Reid has also apologized for his most recent comments to Obama (who immediately accepted) and a slew of civil rights leaders in a weekend-long effort to mitigate the damage of his words that have caused a veritable firestorm. As troubling as Reid’s comments were, they only seem to fall in line with an embarrassing pile-up of anachronistic asides, perpetuated by other babyboomer Democratic big wigs.
“Game Change” also references Ted Kennedy’s fury after a conversation with Bill Clinton in which the former president lobbied him to endorse Hillary for president and then went on to deride Obama, saying, “A few years ago, this guy would have been getting us coffee.”
Let’s not forget Joe Biden’s perky observation that Obama was the “first mainstream African-American who is articulate and bright and clean and a nice-looking guy.” This was his view at the start of the campaigning for the 2008 elections, when Biden himself was running for president.
Along with the expected campaign-trail blunders that plagued the paths of the presidential hopefuls ahead of the 2008 elections, check out Hillary’s condescending southern drawl to a mostly black crowd at Al Sharpton’s National Action Network convention.

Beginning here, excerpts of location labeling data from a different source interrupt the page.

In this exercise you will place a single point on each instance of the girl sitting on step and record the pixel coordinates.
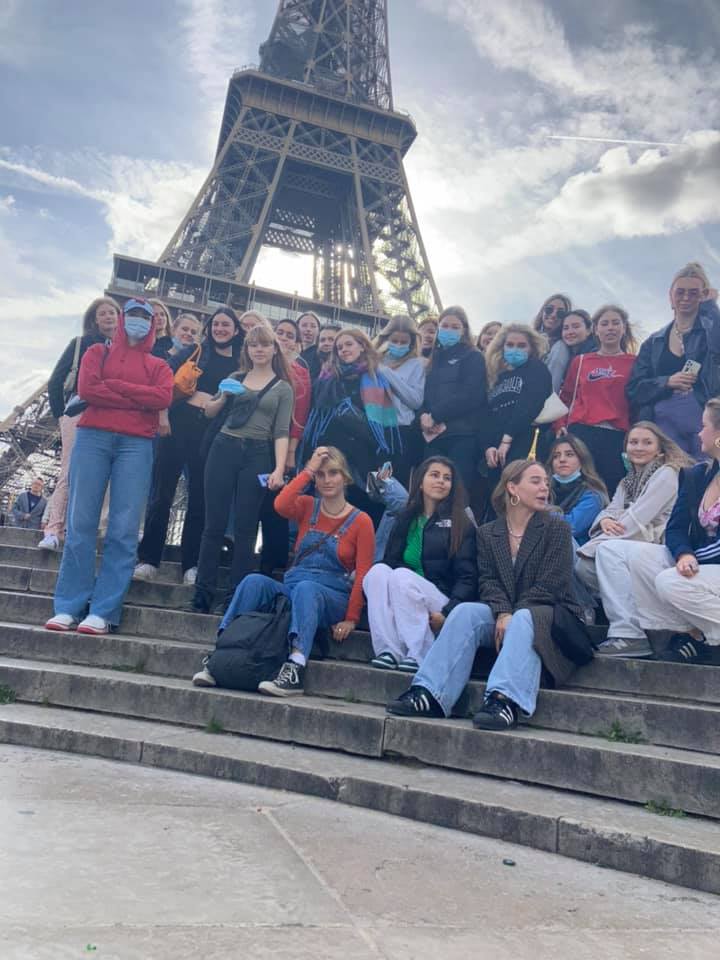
(525, 562)
(429, 567)
(335, 544)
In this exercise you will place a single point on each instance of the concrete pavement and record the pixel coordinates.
(113, 862)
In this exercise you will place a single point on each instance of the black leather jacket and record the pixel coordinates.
(645, 388)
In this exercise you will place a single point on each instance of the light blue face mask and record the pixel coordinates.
(137, 328)
(570, 479)
(397, 352)
(448, 338)
(515, 356)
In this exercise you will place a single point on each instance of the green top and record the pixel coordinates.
(270, 420)
(413, 545)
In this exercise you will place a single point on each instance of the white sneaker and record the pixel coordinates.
(203, 678)
(61, 622)
(49, 542)
(94, 625)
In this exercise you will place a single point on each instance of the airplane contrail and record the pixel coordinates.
(639, 143)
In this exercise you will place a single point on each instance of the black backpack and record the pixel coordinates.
(252, 648)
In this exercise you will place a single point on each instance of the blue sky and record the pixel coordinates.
(110, 111)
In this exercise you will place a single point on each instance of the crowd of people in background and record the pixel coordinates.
(461, 485)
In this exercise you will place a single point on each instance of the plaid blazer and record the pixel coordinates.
(540, 578)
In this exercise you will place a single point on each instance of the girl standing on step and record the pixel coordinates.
(404, 370)
(637, 516)
(125, 388)
(429, 568)
(182, 449)
(335, 543)
(99, 325)
(353, 411)
(525, 561)
(247, 457)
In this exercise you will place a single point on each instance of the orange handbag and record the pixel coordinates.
(187, 376)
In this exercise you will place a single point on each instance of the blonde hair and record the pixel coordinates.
(628, 341)
(672, 455)
(262, 335)
(167, 326)
(494, 361)
(400, 323)
(693, 270)
(336, 458)
(89, 317)
(513, 473)
(185, 316)
(362, 339)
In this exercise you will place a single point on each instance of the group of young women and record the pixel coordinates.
(452, 417)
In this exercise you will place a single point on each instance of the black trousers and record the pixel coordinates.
(606, 446)
(231, 476)
(179, 451)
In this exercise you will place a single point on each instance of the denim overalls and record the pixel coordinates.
(318, 589)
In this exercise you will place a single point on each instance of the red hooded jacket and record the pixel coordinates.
(124, 386)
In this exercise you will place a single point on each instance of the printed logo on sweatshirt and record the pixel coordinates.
(508, 385)
(603, 373)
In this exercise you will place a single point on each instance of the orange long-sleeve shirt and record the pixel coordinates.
(356, 547)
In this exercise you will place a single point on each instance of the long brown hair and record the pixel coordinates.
(587, 464)
(628, 341)
(456, 500)
(362, 339)
(89, 321)
(262, 335)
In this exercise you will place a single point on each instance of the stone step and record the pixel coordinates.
(19, 537)
(662, 722)
(609, 833)
(641, 773)
(168, 573)
(31, 608)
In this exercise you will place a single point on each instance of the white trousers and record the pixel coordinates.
(641, 590)
(399, 604)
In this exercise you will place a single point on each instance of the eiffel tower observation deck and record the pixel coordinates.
(309, 161)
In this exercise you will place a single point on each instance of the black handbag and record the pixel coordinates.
(572, 636)
(252, 648)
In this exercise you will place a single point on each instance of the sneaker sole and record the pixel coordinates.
(272, 691)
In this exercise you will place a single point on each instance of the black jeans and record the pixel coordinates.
(174, 453)
(606, 446)
(231, 476)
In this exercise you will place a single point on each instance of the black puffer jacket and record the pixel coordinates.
(456, 389)
(456, 576)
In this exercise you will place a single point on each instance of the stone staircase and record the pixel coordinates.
(620, 769)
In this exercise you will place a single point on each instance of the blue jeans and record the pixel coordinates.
(314, 605)
(446, 668)
(100, 457)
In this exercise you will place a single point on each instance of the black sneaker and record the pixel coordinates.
(288, 683)
(497, 713)
(684, 648)
(415, 702)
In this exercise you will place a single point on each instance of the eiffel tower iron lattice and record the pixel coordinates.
(310, 161)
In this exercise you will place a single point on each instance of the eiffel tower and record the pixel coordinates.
(309, 161)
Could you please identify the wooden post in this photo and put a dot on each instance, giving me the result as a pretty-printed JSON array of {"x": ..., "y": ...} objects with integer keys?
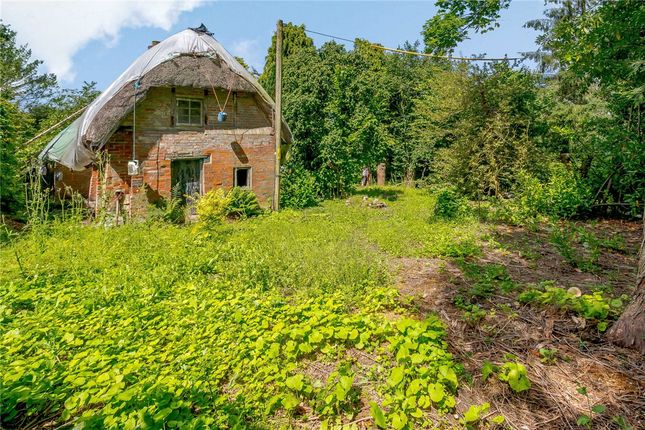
[{"x": 278, "y": 115}]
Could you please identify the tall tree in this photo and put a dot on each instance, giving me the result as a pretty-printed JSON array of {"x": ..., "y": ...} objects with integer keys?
[
  {"x": 294, "y": 39},
  {"x": 455, "y": 18},
  {"x": 20, "y": 80}
]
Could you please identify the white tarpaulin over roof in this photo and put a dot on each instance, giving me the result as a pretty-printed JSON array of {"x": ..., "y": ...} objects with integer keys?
[{"x": 71, "y": 146}]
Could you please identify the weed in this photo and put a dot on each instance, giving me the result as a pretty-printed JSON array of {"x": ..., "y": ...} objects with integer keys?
[
  {"x": 512, "y": 372},
  {"x": 486, "y": 279},
  {"x": 156, "y": 325},
  {"x": 595, "y": 306}
]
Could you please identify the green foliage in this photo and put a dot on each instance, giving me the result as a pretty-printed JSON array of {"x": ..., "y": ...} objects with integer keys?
[
  {"x": 410, "y": 229},
  {"x": 170, "y": 210},
  {"x": 595, "y": 306},
  {"x": 242, "y": 203},
  {"x": 579, "y": 246},
  {"x": 454, "y": 19},
  {"x": 212, "y": 207},
  {"x": 486, "y": 280},
  {"x": 297, "y": 188},
  {"x": 14, "y": 128},
  {"x": 213, "y": 328},
  {"x": 19, "y": 78},
  {"x": 450, "y": 204},
  {"x": 516, "y": 375},
  {"x": 219, "y": 204},
  {"x": 492, "y": 130},
  {"x": 562, "y": 195}
]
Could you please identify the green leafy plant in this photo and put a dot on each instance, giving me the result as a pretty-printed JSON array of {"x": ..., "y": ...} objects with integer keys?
[
  {"x": 515, "y": 374},
  {"x": 595, "y": 306},
  {"x": 450, "y": 204},
  {"x": 218, "y": 204}
]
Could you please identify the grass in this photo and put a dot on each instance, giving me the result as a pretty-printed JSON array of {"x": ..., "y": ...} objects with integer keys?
[{"x": 154, "y": 325}]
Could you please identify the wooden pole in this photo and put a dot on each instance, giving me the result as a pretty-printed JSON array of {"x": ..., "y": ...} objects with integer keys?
[{"x": 278, "y": 115}]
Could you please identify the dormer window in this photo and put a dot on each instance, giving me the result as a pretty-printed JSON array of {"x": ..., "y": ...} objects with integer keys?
[{"x": 189, "y": 112}]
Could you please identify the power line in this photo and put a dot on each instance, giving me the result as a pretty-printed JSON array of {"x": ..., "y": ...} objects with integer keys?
[{"x": 420, "y": 54}]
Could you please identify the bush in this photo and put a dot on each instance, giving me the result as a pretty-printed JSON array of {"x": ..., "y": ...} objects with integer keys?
[
  {"x": 242, "y": 203},
  {"x": 298, "y": 188},
  {"x": 169, "y": 210},
  {"x": 217, "y": 205},
  {"x": 450, "y": 204},
  {"x": 562, "y": 195}
]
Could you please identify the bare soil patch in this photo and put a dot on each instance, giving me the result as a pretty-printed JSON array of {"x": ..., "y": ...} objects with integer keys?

It is painful.
But let’s not be overly harsh on the Democrats. Quite apart from Bush’s decade-long monosyllabic babble and most of Sarah Palin’s gone-rogue platform, we’ve been treated to some real gems from current Republican National Committee Chairman, Michael Steele. The verbose RNC leader has been enthusiastically promoting his book lately and has been drawing attention to himself, declaring that he does not think the Republicans will take back control of the House in November. Steele’s record on political correctness took a nose-dive when in a live Fox interview, he declared that “Our platform is one of the best political documents that’s been written in the last 25 years. Honest Injun on that.” He’s being criticized from every direction, especially by his own party leaders. Quick-thinking Steele is never without a retort, though. He told his Republican detractors to “Shut up,” and reminded them, “I’m the chairman. Deal with it.”
And there you have it, the one truly bipartisan position in Washington, DC: Who cares what the little people think when you are the one in power?